Clint: Because you’re good.
Kate: Cap is good. Spider-man is good. Why me?
Clint: You’re smart.
Kate: So’s Iron Man. So’s—everyone at your day-job. Why me?
Clint: You’re rich?
Kate: So are you now. Why—
Clint: —because I don’t want to sleep with you?
Kate: Well good. You’re old enough to know… how creepy that would be. …does this mean you want to sleep with Spider-man?
Clint: No, —I— because that screws it up. It always screws it up. I always screw it up and… and… Katie I look at you and I think you’re a lot like me. There are—I have these things I have to do. Yeah? Not want but have. Y’know? I can do them alone but I bet whatever it is that’s in me is maybe in you and…
So here’s a page that everyone has been talking about since this issue came out. Artistically, it’s pretty fascinating—twenty-four panels and it doesn’t seem crowded. Kate and Clint’s facial expressions as they have talk give a lot of read on the tone of the conversation, but of course the art is only half the story. The words have gotten more a varied reaction than the panels, and one line in particular. And while Clint’s question of “—because I don’t want to sleep with you?” is worthy of the myriad of responses I’ve seen, it’s also a shame that it’s the only one getting them. Because the meat of this conversation comes after that questionable question.
Basically, two things are happening here—Kate is asking a question, and Clint is trying to dodge it. His responses, that Kate is smart and good and rich, are nothing she hasn’t heard before. And my personal read on the “I don’t want to sleep with you line” is much the same—Clint is dodging, trying to be cute, and essentially attempting to cover up the truth of what he’s really thinking. But he doesn’t succeed.
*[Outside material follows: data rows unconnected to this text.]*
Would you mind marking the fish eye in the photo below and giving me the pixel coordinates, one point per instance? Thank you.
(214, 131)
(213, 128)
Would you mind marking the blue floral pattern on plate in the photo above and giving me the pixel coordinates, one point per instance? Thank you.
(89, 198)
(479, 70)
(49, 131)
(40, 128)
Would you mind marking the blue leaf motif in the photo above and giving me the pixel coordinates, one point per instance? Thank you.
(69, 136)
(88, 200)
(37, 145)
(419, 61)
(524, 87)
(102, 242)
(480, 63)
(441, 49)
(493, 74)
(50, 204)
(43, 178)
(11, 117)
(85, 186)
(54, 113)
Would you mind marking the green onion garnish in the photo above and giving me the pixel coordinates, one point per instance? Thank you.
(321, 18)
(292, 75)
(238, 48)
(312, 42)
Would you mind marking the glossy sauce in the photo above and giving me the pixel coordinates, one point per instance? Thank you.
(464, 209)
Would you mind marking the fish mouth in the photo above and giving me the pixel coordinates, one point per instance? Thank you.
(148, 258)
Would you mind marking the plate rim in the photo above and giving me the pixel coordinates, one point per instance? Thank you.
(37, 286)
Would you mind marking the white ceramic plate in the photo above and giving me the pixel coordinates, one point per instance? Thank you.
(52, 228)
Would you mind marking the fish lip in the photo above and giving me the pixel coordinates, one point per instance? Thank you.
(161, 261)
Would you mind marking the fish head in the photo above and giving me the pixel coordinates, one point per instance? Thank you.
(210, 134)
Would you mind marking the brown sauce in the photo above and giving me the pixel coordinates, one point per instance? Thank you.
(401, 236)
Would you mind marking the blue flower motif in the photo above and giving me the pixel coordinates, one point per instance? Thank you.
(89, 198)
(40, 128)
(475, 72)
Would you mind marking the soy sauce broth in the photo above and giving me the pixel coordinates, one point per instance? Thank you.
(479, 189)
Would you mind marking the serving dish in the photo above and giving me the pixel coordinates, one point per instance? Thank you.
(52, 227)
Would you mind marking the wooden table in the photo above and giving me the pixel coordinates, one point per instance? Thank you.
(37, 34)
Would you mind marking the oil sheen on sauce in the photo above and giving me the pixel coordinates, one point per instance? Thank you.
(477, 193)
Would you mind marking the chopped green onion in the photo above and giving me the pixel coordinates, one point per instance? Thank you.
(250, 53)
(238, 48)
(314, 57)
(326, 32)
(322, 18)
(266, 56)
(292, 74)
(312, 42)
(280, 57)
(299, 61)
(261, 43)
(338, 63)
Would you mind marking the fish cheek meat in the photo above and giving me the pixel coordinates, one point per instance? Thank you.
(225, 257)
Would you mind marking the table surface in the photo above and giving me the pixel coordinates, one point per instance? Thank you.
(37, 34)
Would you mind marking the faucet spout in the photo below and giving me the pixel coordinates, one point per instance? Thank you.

I’ve said before on this blog that self-aware Clint is my favorite, but that he can’t that way too often or the effect is gone. So the first part of this conversation is Clint not being self-aware or pensive—it’s him avoiding that. But when the conversation—and paneling—break to just him, that’s when we know we’ve hit introspection. That’s when we know we’re seeing character. The fact that he’s looking down, at that point, and that we can’t see most of his face, is very telling.
He always screws things up. That isn’t necessarily always true, but it’s what Clint thinks of himself in this moment. It’s a distinct departure from how the last Hawkeye ongoing series began—in Jim McCann’s Hawkeye and Mockingbird, Clint was on top of the world. He had back his codename, his wife, and the Avengers, and things were going to be great. He had it all, and it slowly slipped through his fingers. His relationship with Bobbi fell apart, terrible horrible crossover events happened and Avengers died, and he’s been remodeled into new form Hawkeye, with purple shades and black t-shirts. Not everything that happened to him was bad, and he didn’t mess up that often. But he can no longer look at his life and think that things are as they were, golden and perfect. The promise of the Heroic Age proved false, essentially.
Does he always screw it up by sleeping with someone? I don’t know how true that statement is. But I can see why Clint might think it, through his limited perspective. Fraction’s Hawkeye, here and in the first issue, is a man who seems, startlingly, alone. He has a girlfriend and more than one team and more than one best friend—but he isn’t calling on any of them, here. They are notably absent from this series thus far. The person he does call on, who he asks for help with this very personal project, is Kate.
And he’s telling us why. Because she’s like him, and he feels as though they have similar motivations. Kate went through a lot recently, too. Her best friend died in front of her, her team fell apart. She, like Cint, saw herself as failing, even if what happened wasn’t entirely her fault. The things that make the two of them Hawkeye aren’t just their skills with bows and arrows—they are their resilience and stubborn attitudes, their humanity and screw ups.
And personally, I think that’s the meat of this conversation and this issue. Clint is looking for a kindred spirit, not in a romantic or even friendly way, really. He doesn’t want someone to hang out with. He wants someone who is made of the same stuff he is, who can stand to gain by doing good for the sake of doing good.
So, two take away points, here: one, I am in no way capable of being concise. And two, Clint never spoke to whether he’d sleep with Cap, Spider-man, and Iron Man, or not.